Secondo i dati disponibili, l’imprenditoria femminile in Italia presenta un livello di digitalizzazione particolarmente ridotto, pari all’84,6%.
Colmare questo gap potrebbe aiutare a raggiungere al contempo gli obiettivi di parità di genere (SDG 5), di crescita economica inclusiva (SDG 8) e di innovazione industriale (SDG 9), nonché quello relativo alla riduzione delle disuguaglianze (SDG 10).
Per queste imprese, la trasformazione tecnologica non si limita dunque a essere uno strumento di innovazione e sviluppo per le singole aziende, ma si trasforma in un vero e proprio strumento di lotta alle disuguaglianze e di crescita della società nel suo complesso.
Trasformazione digitale nell’imprenditoria femminile: un’opportunità per colmare i gap
Grazie a personalità forti, motivazione e impegno, le imprenditrici italiane stanno compiendo grandi passi avanti e contribuendo a ridurre disuguaglianze e gap ancora ben presenti nel nostro Paese. Tra gli strumenti che oggi le possono aiutare più di tanti altri rientra la digitalizzazione, ancora bassa, come accennato nell’introduzione, nelle imprese a gestione femminile.
Implementare il digitale nei processi aziendali e avviare una trasformazione in piena regola può aiutare queste imprese a superare tutta una serie di limiti strutturali ancora ben presenti e negativi per una crescita sana. Tra questi rientrano, a titolo d’esempio, le dimensioni micro di numerose imprese, il basso livello di internazionalizzazione, la forte concentrazione in settori tradizionali a discapito di altri, più moderni e vitali.
Raggiungere un buon livello di digitalizzazione significa ottimizzare la gestione operativa e organizzativa delle attività, favorire le collaborazioni a distanza, ridurre i rischi, aumentare le opportunità di apertura verso mercati esteri, guardare a nuovi settori e mettersi maggiormente in gioco. Tutto questo può portare, da un lato, a un aumento della fiducia da parte degli stakeholder, a nuove possibilità di accesso al credito, al superamento delle disparità di genere e delle disuguaglianze nei trattamenti e, dall’altro, a una crescita dell’attività delle aziende e a un loro rafforzamento, avvicinando sempre più alcuni dei più importanti obiettivi SDG dell’Agenda 2030.

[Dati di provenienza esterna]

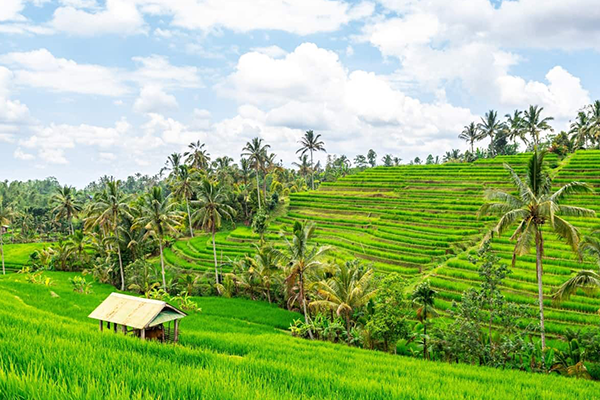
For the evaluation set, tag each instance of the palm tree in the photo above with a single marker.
(533, 123)
(159, 216)
(350, 288)
(183, 188)
(514, 127)
(489, 127)
(66, 205)
(197, 157)
(470, 134)
(211, 211)
(302, 258)
(424, 297)
(311, 143)
(580, 129)
(303, 165)
(531, 210)
(6, 215)
(106, 211)
(594, 118)
(585, 278)
(256, 153)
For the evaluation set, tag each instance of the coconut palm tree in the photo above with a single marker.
(301, 258)
(534, 124)
(6, 215)
(159, 216)
(585, 279)
(256, 153)
(350, 288)
(309, 144)
(594, 118)
(514, 127)
(424, 298)
(183, 188)
(303, 166)
(106, 211)
(580, 129)
(211, 211)
(66, 205)
(534, 207)
(470, 134)
(197, 156)
(489, 126)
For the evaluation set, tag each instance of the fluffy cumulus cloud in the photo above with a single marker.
(154, 99)
(310, 89)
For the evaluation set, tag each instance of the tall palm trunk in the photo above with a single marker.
(2, 249)
(312, 172)
(258, 187)
(120, 258)
(162, 264)
(303, 299)
(187, 204)
(539, 247)
(215, 255)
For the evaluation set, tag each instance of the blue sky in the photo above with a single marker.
(94, 87)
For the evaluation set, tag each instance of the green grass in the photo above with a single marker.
(49, 349)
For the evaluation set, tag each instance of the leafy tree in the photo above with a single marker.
(197, 156)
(423, 297)
(256, 153)
(311, 143)
(372, 158)
(489, 127)
(350, 288)
(6, 214)
(106, 210)
(183, 188)
(470, 134)
(387, 322)
(159, 216)
(534, 206)
(360, 161)
(66, 205)
(300, 258)
(212, 208)
(534, 124)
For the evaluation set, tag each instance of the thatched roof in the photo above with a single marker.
(135, 312)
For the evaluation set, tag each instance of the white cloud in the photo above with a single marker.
(19, 154)
(118, 17)
(40, 68)
(311, 89)
(156, 70)
(153, 99)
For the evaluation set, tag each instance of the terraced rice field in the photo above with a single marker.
(234, 349)
(421, 221)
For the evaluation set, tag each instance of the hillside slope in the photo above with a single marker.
(420, 221)
(49, 349)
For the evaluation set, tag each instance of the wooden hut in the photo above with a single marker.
(145, 318)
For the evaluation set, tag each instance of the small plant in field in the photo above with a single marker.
(38, 279)
(80, 285)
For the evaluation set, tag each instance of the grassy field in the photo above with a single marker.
(49, 349)
(421, 221)
(16, 256)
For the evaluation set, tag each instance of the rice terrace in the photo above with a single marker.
(317, 199)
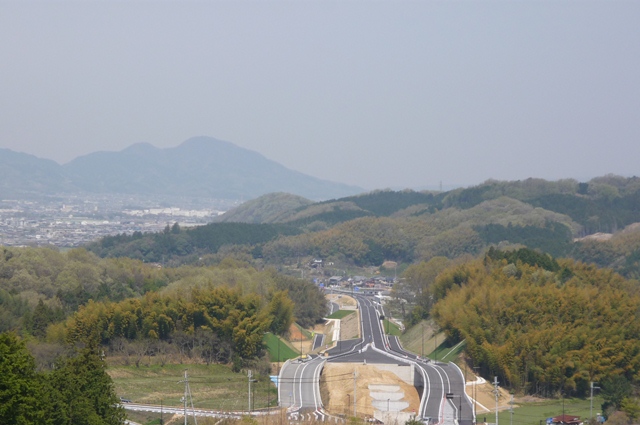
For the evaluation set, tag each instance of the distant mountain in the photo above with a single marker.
(270, 208)
(26, 175)
(199, 167)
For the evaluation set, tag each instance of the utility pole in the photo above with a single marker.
(592, 388)
(511, 409)
(186, 385)
(187, 395)
(355, 376)
(422, 326)
(475, 391)
(250, 375)
(497, 393)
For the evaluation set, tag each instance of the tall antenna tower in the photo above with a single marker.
(187, 396)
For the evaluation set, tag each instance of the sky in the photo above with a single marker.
(379, 94)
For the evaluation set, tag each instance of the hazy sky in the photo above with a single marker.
(373, 93)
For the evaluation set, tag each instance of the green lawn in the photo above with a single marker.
(537, 413)
(212, 386)
(278, 347)
(341, 314)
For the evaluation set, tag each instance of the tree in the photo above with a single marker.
(82, 392)
(615, 389)
(280, 309)
(20, 390)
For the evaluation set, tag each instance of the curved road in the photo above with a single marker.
(443, 400)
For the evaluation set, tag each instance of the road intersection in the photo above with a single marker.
(441, 385)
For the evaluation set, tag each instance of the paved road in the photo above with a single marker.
(299, 381)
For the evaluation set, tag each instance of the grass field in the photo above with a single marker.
(212, 386)
(537, 413)
(341, 314)
(278, 347)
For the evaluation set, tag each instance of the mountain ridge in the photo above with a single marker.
(199, 167)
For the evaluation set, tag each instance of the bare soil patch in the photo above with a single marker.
(336, 386)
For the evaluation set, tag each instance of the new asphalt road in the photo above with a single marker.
(443, 399)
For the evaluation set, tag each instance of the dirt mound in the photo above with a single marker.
(338, 393)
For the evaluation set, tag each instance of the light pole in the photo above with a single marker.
(450, 396)
(422, 326)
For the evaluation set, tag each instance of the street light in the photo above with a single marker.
(592, 388)
(450, 396)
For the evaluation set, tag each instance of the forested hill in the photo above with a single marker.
(408, 226)
(540, 325)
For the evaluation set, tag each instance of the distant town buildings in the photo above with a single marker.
(73, 221)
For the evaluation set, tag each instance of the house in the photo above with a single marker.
(335, 280)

Come implementare la trasformazione digitale per far crescere le imprese gestite da donne
La trasformazione digitale è dunque un’importante leva strategica per l’imprenditoria femminile, utile per la crescita, la parità e l’aumento delle opportunità. Per sfruttarla al meglio, è fondamentale integrarla nei processi in modo graduale, ma mirato, tenendo conto degli obiettivi, delle priorità, delle possibilità economiche e, non ultimo, della formazione del personale.
Gli ambiti che possono essere oggetto di trasformazione sono numerosi e vanno dai processi relativi alla gestione amministrativa e alle comunicazioni interne fino a quelli inerenti alla supply chain, passando per attività di marketing, internazionalizzazione, networking e quant’altro. Gli strumenti disponibili, sempre più variegati e potenti, consentono di automatizzare operazioni ripetitive, monitorare i processi, analizzare grandi quantità di dati, migliorare la comunicazione e, in poche parole, di ottimizzare qualsiasi processo.